SS Rotorua; launched 1910, torpedoed and sunk 1917

Skierys and Wedrien knew each other in England and, as noted in the earlier post, Skierys accommodated Wedrien on the latter's arrival in Sydney in 1913 and helped him find employment. Popenhagen in Australian Lithuanians notes that Skierys and Wedrien co-wrote an article on Australian Lithuanians for the American-Lithuanian newspaper Lietuva [the article was published in 1915].

Ksaveras married in Sydney in 1916:
  • the NSW state marriage indexes record that 'Askaveros Skierys' married  'Helena Petreytis';
  • Skierys' 1925 Application for Naturalisation shows that his wife's birthplace was Manchester, England;
  • the bride's maiden name is of interest, because Wedrien's history shows him leaving Lithuania for Manchester in the company of a tailor named Izidorius Petraitis.  It seems at least possible that Helena/Ellen Petraitis-Skierys was related to that Petraitis, also that both Skierys and Wedrien may have worked for Petraitis in Manchester.
By 1925, Skierys was calling himself Alexander and working as a tailor for a major Sydney department store, Farmer's Ltd, in Pitt Street.  He was living at Arncliffe, as was Wedrien, and raising a family with Ellen.

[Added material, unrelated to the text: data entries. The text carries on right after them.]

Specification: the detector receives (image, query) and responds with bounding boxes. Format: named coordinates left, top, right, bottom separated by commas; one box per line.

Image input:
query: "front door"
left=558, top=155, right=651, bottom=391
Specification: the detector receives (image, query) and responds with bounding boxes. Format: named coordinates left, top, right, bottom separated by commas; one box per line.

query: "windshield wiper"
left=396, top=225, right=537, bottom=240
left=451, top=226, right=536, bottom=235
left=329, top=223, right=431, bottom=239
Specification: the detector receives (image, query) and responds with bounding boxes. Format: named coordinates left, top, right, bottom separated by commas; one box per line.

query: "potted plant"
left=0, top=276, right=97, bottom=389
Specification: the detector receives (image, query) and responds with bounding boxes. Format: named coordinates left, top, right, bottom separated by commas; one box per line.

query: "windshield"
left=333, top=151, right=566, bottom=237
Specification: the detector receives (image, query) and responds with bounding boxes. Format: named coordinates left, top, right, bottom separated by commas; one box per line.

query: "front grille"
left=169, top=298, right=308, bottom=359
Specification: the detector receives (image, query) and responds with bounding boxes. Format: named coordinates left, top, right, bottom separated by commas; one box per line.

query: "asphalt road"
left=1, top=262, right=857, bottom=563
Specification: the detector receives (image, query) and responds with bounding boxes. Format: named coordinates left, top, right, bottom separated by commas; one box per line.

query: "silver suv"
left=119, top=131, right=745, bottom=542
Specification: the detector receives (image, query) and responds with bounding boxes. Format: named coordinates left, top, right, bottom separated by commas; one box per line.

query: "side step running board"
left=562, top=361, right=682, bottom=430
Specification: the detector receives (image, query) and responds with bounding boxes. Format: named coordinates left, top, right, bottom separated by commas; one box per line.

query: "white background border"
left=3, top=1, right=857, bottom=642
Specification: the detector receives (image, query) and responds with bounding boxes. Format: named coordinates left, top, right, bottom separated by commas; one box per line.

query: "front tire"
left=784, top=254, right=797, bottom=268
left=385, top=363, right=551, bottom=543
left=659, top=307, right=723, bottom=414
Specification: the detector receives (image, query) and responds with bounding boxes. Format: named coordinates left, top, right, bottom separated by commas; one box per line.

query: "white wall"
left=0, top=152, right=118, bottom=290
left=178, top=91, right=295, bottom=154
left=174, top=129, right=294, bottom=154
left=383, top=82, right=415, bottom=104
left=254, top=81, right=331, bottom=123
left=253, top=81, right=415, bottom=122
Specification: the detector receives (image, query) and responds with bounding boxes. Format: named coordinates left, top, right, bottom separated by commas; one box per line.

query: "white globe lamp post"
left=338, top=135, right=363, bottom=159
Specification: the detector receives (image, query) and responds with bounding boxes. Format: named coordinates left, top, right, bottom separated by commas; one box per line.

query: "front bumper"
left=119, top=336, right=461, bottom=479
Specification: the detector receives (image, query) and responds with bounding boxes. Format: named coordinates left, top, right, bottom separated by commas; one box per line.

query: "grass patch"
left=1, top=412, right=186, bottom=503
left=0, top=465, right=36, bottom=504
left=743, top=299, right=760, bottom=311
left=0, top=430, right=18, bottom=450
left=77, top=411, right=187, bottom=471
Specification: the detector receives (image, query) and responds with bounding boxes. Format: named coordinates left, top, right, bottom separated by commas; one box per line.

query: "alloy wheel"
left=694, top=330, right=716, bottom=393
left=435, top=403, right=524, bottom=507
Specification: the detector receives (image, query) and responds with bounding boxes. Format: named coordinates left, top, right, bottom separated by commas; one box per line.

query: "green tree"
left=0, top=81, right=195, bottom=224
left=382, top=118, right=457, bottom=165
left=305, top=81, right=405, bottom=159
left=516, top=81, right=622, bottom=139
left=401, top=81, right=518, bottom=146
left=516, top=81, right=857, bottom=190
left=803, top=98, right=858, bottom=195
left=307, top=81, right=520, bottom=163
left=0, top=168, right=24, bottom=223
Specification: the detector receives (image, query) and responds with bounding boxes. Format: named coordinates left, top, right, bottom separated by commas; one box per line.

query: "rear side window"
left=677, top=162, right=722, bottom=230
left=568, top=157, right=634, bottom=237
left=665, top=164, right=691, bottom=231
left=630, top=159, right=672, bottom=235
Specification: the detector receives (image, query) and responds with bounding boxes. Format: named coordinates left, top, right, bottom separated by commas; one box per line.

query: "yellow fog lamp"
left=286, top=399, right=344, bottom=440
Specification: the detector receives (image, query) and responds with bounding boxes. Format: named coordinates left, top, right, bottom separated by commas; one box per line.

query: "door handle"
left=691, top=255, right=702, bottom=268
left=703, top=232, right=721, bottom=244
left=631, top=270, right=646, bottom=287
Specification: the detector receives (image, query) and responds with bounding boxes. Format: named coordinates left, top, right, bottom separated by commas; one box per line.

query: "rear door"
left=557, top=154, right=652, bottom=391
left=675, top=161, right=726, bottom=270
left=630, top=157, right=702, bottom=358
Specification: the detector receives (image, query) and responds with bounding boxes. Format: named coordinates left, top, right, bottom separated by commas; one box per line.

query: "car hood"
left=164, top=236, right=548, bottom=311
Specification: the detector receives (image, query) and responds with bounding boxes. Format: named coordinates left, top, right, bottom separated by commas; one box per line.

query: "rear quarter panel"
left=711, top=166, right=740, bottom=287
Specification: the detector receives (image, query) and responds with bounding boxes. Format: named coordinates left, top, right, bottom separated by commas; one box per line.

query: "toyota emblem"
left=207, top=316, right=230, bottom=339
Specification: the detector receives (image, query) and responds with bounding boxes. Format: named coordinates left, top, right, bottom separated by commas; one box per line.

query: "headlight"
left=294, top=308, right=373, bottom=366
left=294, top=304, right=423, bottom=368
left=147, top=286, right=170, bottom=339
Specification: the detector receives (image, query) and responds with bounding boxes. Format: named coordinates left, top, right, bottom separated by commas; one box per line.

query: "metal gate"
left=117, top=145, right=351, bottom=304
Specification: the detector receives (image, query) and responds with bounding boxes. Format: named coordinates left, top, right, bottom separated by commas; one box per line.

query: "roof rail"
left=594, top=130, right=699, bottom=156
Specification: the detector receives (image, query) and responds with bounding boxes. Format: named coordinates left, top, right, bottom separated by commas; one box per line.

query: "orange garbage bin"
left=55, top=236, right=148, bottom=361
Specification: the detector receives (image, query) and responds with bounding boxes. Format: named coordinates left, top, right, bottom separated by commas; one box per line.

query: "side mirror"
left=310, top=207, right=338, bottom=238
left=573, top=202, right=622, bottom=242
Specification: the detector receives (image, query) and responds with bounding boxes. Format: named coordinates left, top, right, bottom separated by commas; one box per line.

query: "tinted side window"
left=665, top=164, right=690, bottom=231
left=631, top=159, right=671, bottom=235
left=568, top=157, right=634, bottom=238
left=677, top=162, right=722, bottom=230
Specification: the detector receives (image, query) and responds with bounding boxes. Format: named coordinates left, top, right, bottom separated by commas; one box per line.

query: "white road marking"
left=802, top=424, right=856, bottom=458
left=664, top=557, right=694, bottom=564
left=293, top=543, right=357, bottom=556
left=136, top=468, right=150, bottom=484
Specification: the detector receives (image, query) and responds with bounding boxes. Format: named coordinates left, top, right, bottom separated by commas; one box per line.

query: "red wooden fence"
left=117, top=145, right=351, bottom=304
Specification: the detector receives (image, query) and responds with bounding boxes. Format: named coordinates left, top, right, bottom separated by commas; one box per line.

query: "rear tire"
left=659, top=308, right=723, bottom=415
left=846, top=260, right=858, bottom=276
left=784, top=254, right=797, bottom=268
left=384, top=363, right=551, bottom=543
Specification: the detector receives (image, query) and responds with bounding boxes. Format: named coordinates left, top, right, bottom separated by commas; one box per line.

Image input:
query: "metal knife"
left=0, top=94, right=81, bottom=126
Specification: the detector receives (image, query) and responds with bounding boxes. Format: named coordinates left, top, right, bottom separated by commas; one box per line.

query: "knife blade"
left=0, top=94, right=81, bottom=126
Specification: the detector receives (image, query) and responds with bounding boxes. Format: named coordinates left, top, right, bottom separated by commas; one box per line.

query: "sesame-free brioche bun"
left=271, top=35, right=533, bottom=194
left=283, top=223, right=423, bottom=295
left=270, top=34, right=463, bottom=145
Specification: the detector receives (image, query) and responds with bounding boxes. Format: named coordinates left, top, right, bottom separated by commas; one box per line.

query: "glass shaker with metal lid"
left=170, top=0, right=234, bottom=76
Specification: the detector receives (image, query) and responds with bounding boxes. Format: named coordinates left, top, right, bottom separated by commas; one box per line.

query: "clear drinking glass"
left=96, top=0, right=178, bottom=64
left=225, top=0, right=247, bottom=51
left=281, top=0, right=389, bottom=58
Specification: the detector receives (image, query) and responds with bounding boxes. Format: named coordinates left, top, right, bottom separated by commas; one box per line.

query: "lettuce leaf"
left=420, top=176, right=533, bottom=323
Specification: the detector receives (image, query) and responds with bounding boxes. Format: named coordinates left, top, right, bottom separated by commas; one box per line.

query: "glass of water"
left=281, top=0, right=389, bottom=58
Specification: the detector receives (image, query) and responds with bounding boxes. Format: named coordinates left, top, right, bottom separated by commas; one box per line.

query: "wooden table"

In 1929, together with three others, Skierys founded the Australian Lithuanian Society and was at different times the Society's treasurer and secretary.  

As with the Wedrien family, Alexander (1882-1961) and Ellen (c1895-1978) Skierys are buried at the Woronora cemetery in Sydney, catholic section;
  • two of their children, Nellie (1919-2009) and Edward William (?-2008) are also buried at Woronora, while their eldest child Alexander Skierys (1917-1982) was buried in Queensland.